I've pretty much switched to ebooks for technical reading. But every once in a while you come across a treasure that you just need to have in physical form. For that I will use amazon or the book depository depending on availability (and despite shipping, I usually find amazon prices on par if not better than any outlet). When it comes to fiction, I find I've also slipped into an all-digital habit, although in this case audio (audible and the library keep my wanted list overflowing).

The complete irony of this shift to digital formats is the fact that your access to content suffers from geographic restrictions far more than their physical counterparts (unless you live in the US or Canada of course). I am struck by the sheer idiocy of the situation every time I encounter an audiobook I cannot purchase on audible, yet I can happily purchase the audio CDs on amazon and have them shipped half way round the world, or similarly when the ebook is not available for sale, yet shipping the physical book is no problem. (I have steered clear of the kindle and the grey marketing "work around" sites simply because I am unsure of the legality - contractual, not moral - of these services. I strongly suspect that despite the publishers getting their cut of your purchase, if pressed they would consider you not to have purchased the book legally according to their license for the work. Does anyone know if this has been tested in court?).
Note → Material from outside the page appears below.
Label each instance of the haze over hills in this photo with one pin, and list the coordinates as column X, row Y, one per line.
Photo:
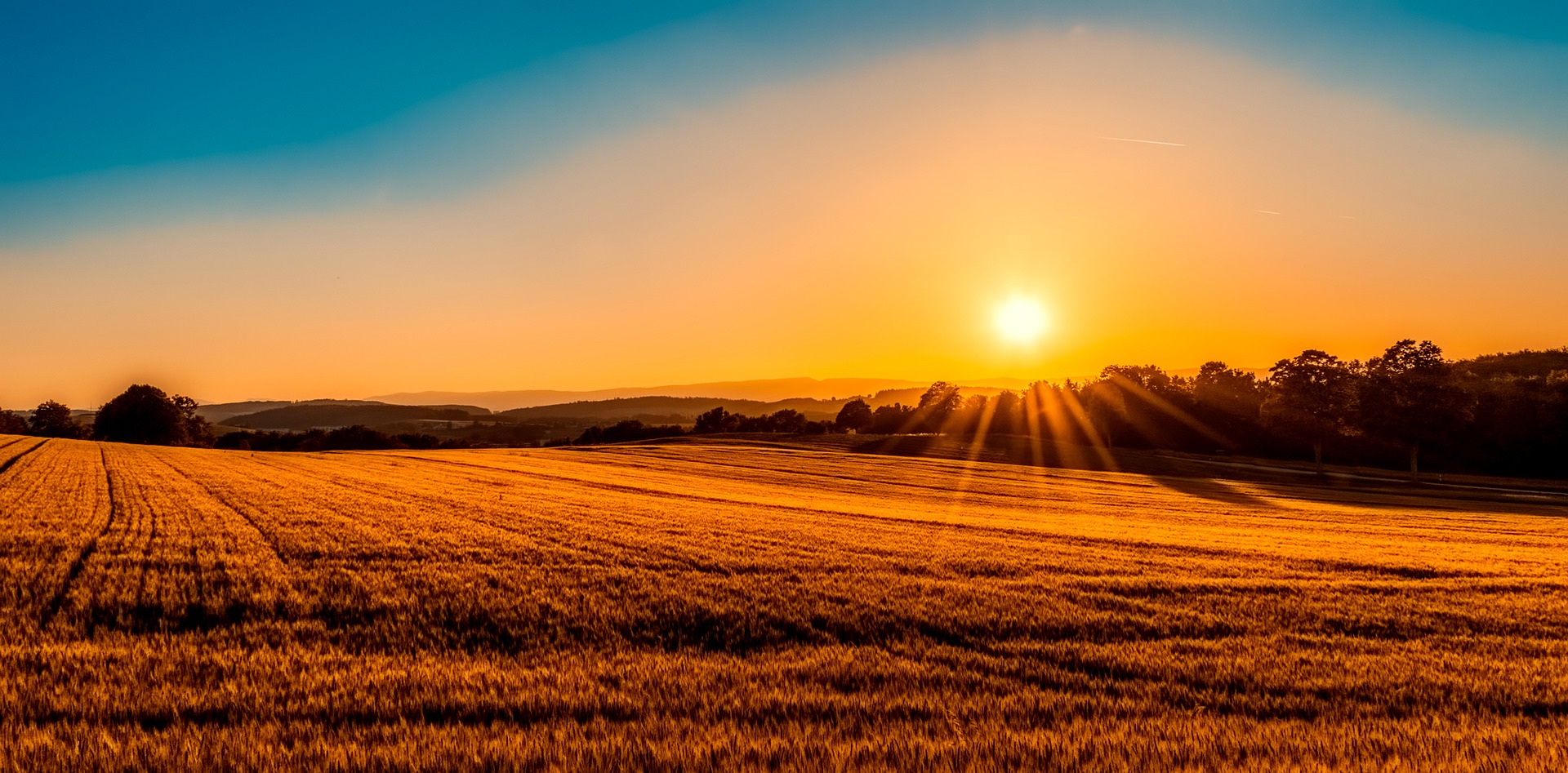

I am curious why the issue of geographically constrained digital distribution rights is mostly overlooked whenever it comes to debate over BigMedia's latest attempt to "fight back against the pirates" .. e.g. ACTA, SOPA, PIPA. I suspect this is largely due to the fact that these battles largely play out in North America (where critics and their audiences aren't greatly affected by these issues - if they are aware they exist at all), and any protest that happens in Europe can of course be put down to "continental recalcitrance".
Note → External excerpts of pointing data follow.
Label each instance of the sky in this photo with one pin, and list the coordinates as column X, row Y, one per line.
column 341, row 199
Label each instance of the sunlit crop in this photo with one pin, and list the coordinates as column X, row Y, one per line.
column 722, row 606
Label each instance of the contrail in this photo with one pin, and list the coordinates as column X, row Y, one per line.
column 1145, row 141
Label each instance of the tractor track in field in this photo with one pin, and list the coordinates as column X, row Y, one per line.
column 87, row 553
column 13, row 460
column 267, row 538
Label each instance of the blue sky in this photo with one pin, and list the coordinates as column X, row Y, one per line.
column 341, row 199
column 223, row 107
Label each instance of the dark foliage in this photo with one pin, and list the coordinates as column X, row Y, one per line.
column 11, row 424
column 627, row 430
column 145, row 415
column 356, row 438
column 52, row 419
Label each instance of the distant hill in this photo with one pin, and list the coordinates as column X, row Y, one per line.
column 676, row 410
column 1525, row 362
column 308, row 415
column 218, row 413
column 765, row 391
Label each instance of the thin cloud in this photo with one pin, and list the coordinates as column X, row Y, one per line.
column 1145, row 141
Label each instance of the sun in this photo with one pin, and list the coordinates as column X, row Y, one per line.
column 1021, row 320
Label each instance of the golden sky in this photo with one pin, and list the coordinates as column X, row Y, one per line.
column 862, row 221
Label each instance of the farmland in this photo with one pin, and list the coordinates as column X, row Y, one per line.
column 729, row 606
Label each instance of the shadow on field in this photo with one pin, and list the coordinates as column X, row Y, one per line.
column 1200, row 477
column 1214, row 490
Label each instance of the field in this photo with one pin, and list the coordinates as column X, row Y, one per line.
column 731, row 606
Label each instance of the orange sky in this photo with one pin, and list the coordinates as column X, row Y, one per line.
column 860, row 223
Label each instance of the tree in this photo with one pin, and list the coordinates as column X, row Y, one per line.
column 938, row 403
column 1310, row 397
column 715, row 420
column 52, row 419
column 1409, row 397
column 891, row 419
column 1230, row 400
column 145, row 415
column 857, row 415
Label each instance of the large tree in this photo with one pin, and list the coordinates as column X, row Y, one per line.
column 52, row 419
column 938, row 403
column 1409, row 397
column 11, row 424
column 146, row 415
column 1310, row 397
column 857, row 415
Let me run an argument by you? I'd be interest to hear if anyone agrees or you just think I am craayzee:

<rant mode=";-(" accepts="tl;dr">

When it comes to the debate over the protection of digital intellectual property rights, to focus on piracy is to mistake symptom for root cause. Even the RIAA sometimes slips off-message and shows it is confused about whether piracy or market access is the issue.

IMHO, the true villain in the piece is the multi-level marketing and distribution channels enshrined in the core business practices of the publishing industries as we know them (books, music, film). It is the one area where there is both a demonstrable problem, and also a course of action that could bring resolution.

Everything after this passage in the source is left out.